In Both cases assume clients access these applications thousands of times per second or even in parallel.
So if I have the choice to implement the applications in the server backends, I can choose either Java 7 or Scala. Which one should I choose to get faster performance and produce more reliable code?
Google did some benchmarks recently that you might find interesting - see paper linked to here: http://www.readwriteweb.com/hack/2011/06/cpp-go-java-scala-performance-benchmark.php
The paper is surprisingly un-scientific, but you will get a rough feel for what can be done. Of particular interest may be section V.F
Daniel Mahler improved the Scala version by creating a
more functional version, which is kept in the Scala Pro
directories. This version is only 270 lines of code, about 25%
of the C++ version, and not only is it shorter, run-time also
improved by about 3x. It should be noted that this version
performs algorithmic improvements as well, and is therefore
not directly comparable to the other Pro versions.
It's not clear to me whether this version with algorithmic improvements is included in their speed benchmark table (I don't think so), but it does indicate that you may be able to produce performance improvements by adopting algorithmic improvements that are more viable to implement in Scala. It won't do much for simple string processing, however.
A big factor will be how competent you are in programming these languages, and how good you are at optimizing them. Java is obviously more verbose but you're less likely to run into performance "gotchas".
Two points which might enable better performance for numerical computations than in Java:
The practical one: Scala makes it extremely easy to enable parallel computation of "embarrassingly parallel" problems. While the same could be done in Java it would require much more time and expertise, making it likely that it will only be done in rare circumstances.
The technical one: Scala can specialize generic data structures for primitive types, making boxing/unboxing unnecessary. The Java compiler is not able to do that.
Scala uses Java's String so the amount of possible improvements here is quite limited. But there are other data structures like ropes which provide better performance than String in some cases.
Depending on your expertise and effort, I would expect that you can get better results here or there. Normally, with an infinite amount of development time and money, you can improve, improve and improve your code in every language. (Think of bigger and bigger caches, specialised sorters, precomputed defaults and so on).
With a good understanding of both languages and some experience in performance questions of your field, I wouldn't expect much differences, but you could save some time by the more collection friendly scala approach, and the time, saved on normal development, could be spend in performance analysis and improvement.
There is in principle not really a reason why Scala would be faster than Java for number crunching applications.
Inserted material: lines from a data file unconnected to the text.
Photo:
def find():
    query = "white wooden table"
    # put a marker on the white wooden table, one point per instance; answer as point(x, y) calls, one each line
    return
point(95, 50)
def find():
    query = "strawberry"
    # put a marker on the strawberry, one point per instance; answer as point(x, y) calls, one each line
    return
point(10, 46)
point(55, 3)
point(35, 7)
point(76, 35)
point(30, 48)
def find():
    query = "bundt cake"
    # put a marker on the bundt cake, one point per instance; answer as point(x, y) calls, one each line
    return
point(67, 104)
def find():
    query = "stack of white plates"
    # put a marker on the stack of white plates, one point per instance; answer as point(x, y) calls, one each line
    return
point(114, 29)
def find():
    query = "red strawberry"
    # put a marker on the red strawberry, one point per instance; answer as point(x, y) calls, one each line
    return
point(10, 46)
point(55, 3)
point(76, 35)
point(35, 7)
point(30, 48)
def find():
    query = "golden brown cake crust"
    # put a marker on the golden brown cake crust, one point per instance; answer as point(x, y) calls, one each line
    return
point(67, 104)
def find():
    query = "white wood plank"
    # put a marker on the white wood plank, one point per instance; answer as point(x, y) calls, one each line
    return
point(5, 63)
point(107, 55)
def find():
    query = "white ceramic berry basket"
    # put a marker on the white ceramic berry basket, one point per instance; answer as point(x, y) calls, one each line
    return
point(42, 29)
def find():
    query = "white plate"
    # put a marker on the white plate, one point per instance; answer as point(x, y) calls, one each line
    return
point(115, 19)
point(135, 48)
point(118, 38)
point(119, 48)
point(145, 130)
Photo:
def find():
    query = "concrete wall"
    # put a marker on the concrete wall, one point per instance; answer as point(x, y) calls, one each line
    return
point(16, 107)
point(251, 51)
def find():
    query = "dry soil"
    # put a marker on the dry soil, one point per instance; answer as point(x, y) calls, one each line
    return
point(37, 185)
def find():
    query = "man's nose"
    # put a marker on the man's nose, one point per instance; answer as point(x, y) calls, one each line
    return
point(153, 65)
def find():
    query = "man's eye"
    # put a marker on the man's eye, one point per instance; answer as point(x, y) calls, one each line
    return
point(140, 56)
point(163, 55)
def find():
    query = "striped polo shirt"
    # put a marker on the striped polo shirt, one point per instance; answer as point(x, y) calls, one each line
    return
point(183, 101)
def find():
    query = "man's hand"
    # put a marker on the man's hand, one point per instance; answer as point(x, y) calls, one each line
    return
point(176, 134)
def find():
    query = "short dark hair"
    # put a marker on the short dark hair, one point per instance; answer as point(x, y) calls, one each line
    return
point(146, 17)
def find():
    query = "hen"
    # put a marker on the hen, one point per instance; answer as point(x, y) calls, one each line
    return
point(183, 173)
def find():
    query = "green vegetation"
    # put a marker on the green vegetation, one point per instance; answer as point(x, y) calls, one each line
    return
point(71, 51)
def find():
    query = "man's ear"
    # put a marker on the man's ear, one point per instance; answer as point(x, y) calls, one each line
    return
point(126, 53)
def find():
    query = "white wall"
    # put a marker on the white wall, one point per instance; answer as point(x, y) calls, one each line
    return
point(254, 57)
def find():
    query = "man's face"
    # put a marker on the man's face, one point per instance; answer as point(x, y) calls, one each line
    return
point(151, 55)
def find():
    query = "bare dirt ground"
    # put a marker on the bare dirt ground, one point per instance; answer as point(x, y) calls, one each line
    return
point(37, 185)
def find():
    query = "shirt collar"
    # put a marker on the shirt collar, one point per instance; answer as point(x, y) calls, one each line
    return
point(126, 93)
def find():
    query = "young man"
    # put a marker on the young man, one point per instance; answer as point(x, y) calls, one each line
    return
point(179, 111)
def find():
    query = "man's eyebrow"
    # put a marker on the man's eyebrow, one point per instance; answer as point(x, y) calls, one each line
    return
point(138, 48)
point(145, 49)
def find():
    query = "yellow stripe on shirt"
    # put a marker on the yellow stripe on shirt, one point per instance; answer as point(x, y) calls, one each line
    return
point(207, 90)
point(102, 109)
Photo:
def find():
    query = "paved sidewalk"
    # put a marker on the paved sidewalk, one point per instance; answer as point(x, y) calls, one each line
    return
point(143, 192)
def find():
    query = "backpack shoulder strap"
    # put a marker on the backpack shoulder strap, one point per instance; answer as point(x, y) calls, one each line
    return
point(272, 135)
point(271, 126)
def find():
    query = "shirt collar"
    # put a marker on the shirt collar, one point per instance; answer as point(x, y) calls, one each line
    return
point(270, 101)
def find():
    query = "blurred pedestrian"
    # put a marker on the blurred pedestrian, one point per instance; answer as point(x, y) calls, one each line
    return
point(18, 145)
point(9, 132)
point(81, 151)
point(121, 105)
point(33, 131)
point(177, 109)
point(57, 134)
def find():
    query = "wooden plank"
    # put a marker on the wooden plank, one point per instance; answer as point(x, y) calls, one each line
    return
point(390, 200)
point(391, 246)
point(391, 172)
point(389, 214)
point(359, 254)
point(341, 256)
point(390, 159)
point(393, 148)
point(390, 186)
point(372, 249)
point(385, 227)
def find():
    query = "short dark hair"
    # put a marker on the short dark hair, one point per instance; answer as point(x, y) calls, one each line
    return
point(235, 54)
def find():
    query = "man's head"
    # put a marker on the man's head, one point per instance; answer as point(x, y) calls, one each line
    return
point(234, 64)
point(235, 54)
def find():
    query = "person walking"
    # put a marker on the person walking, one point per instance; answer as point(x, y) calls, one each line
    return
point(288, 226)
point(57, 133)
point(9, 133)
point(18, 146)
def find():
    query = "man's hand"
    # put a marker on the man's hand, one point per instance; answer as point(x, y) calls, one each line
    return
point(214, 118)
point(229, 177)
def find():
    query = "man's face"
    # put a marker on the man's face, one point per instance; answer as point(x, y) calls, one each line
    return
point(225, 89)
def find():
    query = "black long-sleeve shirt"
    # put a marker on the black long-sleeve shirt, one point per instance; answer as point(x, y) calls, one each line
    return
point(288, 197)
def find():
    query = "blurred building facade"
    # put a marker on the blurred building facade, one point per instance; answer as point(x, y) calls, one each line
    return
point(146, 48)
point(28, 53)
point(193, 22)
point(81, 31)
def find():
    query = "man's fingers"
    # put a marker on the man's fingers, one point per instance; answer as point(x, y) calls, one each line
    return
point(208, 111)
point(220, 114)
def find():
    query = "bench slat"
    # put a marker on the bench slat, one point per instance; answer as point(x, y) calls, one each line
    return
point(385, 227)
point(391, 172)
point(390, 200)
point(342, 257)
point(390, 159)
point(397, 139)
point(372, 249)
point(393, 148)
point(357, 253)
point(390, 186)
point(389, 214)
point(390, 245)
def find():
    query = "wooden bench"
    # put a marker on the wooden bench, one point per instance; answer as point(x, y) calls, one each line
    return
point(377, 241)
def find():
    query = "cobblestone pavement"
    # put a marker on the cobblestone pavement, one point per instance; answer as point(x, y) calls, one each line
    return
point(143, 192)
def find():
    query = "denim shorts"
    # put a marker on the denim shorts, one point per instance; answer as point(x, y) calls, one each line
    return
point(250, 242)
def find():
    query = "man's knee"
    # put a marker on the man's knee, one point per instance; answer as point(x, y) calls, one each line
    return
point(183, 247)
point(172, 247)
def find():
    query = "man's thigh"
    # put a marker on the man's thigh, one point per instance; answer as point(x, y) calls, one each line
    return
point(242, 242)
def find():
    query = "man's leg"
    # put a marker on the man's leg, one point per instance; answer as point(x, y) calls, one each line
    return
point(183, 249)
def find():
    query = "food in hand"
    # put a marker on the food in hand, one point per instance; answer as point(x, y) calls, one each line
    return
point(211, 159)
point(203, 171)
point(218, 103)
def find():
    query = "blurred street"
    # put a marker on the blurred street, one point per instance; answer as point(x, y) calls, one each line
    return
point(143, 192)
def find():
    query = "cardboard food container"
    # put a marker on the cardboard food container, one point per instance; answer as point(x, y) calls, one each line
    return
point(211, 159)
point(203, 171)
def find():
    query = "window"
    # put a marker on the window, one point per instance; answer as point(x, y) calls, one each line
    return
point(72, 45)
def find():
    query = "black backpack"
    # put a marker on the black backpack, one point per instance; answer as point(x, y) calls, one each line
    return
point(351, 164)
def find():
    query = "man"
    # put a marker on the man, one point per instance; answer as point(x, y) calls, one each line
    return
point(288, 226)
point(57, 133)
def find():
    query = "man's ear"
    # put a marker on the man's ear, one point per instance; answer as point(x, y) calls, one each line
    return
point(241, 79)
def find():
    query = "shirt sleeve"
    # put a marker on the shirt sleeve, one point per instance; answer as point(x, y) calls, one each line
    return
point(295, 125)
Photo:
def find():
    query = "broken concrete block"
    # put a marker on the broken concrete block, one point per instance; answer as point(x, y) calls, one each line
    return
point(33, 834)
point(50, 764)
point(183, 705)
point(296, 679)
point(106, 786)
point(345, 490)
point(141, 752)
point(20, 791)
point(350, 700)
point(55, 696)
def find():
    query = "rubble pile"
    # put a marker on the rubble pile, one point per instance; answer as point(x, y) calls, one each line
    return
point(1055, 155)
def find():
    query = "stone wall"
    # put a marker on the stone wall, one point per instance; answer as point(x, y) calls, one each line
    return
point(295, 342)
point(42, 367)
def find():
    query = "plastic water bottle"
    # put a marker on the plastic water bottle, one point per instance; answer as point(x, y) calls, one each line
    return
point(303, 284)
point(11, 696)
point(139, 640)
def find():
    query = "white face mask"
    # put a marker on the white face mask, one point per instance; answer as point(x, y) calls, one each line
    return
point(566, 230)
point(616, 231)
I would not choose Java or Scala or any other JVM language if I wanted to write a serious high-performance number crunching application.
From my own experience (and ofcourse this is only anecdotal evidence and definitely not proof that this is true in all cases) the JVM is not the best suited platform for heavy number crunching. If raw number crunching speed is important you would probably be better off with something that's more close to the "metal", for example C++, which allows you to for example use Intel SSE instructions and do other low-level optimizations, or use the GPU with CUDA if your algorithm is suitable for that.